Die zwei wichtigsten Maßnahmen der Reform: Die Bundesregierung will Mehrstaatigkeit zulassen und die Wartezeit für die Einbürgerung von acht auf fünf Jahre verkürzen. Menschen, die seit Jahren hier wohnen, gut Deutsch sprechen und ihren Lebensunterhalt selbst bestreiten, sollen profitieren und leichter deutsche Bürger werden können. Und das betrifft viele: Laut Gesetzentwurf leben 12,3 Millionen Menschen ohne deutschen Pass hier, davon 5,3 Millionen seit mehr als zehn Jahren.

Zwei Sorgen stehen aber zurzeit mit Blick auf die Ampelpläne im Raum. Die erste bezieht sich auf die Mehrstaatigkeit, also auf die für manche Gruppe neue Chance, zwei Pässe haben zu dürfen und ganz offiziell zwei Staaten anzugehören.

"Die Möglichkeit zur Mehrstaatigkeit ist für viele attraktiv, wir werden schon jetzt oft danach gefragt", erklärte mir Peter Schlotzer im Gespräch. Er ist Dozent für Staatsangehörigkeitsrecht und leitet eine große Einbürgerungsbehörde. Besonders groß sei das Interesse an der Mehrstaatigkeit bei türkischen Staatsangehörigen, die sich bisher zwischen dem türkischen und dem deutschen Pass entscheiden müssen, sagt der Mann aus der Praxis.
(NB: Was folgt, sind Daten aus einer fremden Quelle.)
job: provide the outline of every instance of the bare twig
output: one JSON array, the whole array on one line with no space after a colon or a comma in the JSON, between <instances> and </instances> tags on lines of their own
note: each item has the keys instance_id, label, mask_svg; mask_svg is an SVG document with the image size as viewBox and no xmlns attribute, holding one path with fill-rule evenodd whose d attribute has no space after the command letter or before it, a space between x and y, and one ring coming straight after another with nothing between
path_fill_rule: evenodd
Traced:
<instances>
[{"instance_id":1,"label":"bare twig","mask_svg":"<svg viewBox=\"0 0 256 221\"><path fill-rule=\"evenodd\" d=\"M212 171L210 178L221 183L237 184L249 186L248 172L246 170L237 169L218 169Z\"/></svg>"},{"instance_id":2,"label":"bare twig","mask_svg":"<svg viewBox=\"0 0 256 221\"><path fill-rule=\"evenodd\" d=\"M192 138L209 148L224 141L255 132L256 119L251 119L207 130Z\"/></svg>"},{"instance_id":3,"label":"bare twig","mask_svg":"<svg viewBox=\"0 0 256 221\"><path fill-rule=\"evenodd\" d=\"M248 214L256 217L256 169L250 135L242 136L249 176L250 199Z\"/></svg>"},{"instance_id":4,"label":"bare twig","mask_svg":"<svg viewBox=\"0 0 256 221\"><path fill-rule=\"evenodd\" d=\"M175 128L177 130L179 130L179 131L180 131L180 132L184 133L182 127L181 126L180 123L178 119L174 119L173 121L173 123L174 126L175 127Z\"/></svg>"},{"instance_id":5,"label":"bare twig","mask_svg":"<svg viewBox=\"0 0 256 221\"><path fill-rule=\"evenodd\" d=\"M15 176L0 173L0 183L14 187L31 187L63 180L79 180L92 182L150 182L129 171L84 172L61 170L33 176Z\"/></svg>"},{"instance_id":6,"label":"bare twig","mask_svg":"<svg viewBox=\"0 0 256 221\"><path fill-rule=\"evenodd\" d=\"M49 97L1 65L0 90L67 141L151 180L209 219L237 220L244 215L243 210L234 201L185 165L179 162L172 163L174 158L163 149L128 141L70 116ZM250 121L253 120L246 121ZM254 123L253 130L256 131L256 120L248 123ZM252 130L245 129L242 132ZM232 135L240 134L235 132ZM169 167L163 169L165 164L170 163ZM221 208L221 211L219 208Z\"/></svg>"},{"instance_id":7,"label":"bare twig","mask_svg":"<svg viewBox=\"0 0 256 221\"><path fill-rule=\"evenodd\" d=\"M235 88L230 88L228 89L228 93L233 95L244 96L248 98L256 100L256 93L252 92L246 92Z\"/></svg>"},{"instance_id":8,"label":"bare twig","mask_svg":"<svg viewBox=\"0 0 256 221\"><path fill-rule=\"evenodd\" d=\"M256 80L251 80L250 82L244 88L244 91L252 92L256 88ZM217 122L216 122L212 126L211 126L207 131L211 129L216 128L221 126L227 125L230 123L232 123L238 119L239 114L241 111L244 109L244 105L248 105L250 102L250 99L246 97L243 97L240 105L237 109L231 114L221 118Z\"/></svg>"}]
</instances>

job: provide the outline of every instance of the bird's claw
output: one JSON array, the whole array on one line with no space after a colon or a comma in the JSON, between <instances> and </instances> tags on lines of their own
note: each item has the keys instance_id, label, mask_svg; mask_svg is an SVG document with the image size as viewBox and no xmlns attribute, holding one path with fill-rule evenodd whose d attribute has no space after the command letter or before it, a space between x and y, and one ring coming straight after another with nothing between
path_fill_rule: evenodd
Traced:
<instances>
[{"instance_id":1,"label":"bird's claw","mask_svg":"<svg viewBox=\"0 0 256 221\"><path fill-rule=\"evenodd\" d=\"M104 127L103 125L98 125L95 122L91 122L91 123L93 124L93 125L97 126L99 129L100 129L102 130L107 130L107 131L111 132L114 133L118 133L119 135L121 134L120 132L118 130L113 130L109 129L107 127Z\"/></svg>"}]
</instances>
Dabei ist wichtig zu wissen: Schon jetzt haben in Deutschland Menschen aus vielen Ländern die Möglichkeit, eine doppelte Staatsbürgerschaft zu haben. Das gilt für Bürger aus der Schweiz sowie den 26 anderen Ländern der EU. Aber auch Menschen, deren Heimatländer es gar nicht ermöglichen, ihre Staatsbürgerschaft abzugeben, dürfen in der Regel neben dem deutschen einen weiteren Pass besitzen – dazu zählen 25 weitere Staaten, darunter Syrien, Afghanistan, Tunesien, Marokko, Thailand, Brasilien, Mexiko, Ecuador, Algerien und Argentinien.

Für ein Viertel aller Staaten weltweit also besteht die Chance schon, wenn auch zum Teil zwangsweise. In die Röhre schauten bisher Menschen aus der Türkei, die in Deutschland besonders stark vertreten sind und die Wirtschaft in Deutschland seit den 70er-Jahren stützen.

Das zu ändern scheint nicht weniger als recht und billig. Doch die Mehrstaatigkeit für alle kann in den nächsten Jahren Folgen haben, die von dem Papier mit dem hölzernen Titel StARModG nicht genannt werden: Die neuen Deutschen könnten bei Wahlen ganz neue Kräfte befeuern.

Die Union warnt schon jetzt ebenso wie vereinzelte Experten vor neuen Chancen für Parteien, die den politischen Islam in Deutschland forcieren oder der türkischen Regierungspartei AKP nahestehen. Für Autokraten wie den türkischen Präsidenten Erdoğan wäre das ein Traum: Einfluss auf Deutschland und die EU zu haben, aus dem Ausland für Wirbel und Instabilität sorgen zu können.

Wie realistisch das ist, lässt sich nicht sagen. Es fehlen belastbare Zahlen zu den Doppelpass- wie den Wahl-Absichten. Ebenso wie es AKP-treue Türken in Deutschland gibt, gibt es auch jene, die Erdoğan und dem politischen Islam kritisch gegenüberstehen. Schon jetzt stammen übrigens die meisten Menschen, die neu eingebürgert werden, aus muslimischen Ländern wie Syrien, dem Irak oder Afghanistan – ohne dass sich bisher eine neue islamische Partei gegründet hätte.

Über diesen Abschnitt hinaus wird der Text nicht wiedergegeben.